Beide Veranstaltungen finden im Rahmen der bundesweiten Aktionswoche der Schuldnerberatung statt im Bistro des Hauses der Caritas, Heierstraße 17 in Viersen. Die gemeinsam mit dem Mehrgenerationenhaus ausgerichteten Treffen richten sich sowohl an Betroffene als auch an Helfer und Engagierte im sozialen Bereich. Der Besuch ist kostenlos, eine Anmeldung ist nicht erforderlich.

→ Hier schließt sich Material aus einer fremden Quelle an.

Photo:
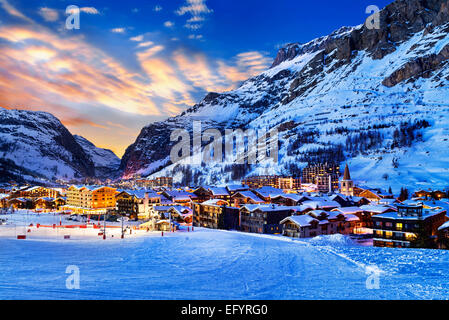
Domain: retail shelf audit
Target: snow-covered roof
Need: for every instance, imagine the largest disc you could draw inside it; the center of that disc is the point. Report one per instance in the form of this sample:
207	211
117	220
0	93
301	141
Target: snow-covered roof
250	195
268	192
236	187
265	207
351	217
301	221
427	213
348	210
290	196
321	204
375	208
219	191
318	213
213	202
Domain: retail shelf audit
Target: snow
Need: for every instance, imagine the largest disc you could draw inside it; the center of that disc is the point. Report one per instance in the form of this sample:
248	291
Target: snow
208	264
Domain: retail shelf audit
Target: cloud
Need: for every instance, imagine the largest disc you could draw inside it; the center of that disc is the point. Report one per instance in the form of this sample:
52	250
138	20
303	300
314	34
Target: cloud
89	10
194	7
13	11
49	14
145	44
143	55
118	30
67	70
196	36
137	38
197	9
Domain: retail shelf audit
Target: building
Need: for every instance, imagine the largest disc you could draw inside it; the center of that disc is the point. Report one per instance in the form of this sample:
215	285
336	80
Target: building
164	182
375	195
347	185
411	222
35	192
303	226
160	182
255	182
135	203
263	218
216	214
324	175
90	200
47	203
242	198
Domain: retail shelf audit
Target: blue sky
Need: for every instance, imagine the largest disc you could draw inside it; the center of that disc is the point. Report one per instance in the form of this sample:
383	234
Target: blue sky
133	62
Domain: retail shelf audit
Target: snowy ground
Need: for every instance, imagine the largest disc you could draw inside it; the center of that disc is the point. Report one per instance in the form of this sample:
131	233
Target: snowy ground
209	264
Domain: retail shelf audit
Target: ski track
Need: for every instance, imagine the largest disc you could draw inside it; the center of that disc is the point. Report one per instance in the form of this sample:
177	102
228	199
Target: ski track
222	265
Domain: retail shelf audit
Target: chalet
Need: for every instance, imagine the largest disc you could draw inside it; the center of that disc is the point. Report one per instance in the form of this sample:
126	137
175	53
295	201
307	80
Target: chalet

Kontakt: Schuldner- und Insolvenzberatung, Kurt Feldberg, Tel. 02162-93893565.
Info
Die Schuldner- und Insolvenzberatung des Caritasverbandes ist zuständig für Viersen, Schwalmtal, Brüggen und Niederkrüchten. Das Angebot wird finanziert vom Kreis Viersen (Personalkosten der Schuldnerberatung), vom Land (größter Teil der Personalkosten der Insolvenzberatung) sowie vom Sparkassenfonds und aus Kirchensteuermitteln des Caritasverbandes. Es gibt zwei Beratungsstellen in Viersen und Waldniel. Für Bürgerinnen und Bürger aus Brüggen bietet Beraterin Sabine Broekmans (Tel. 02163-459836) nach vorheriger Absprache eine Sprechstunde vor Ort an.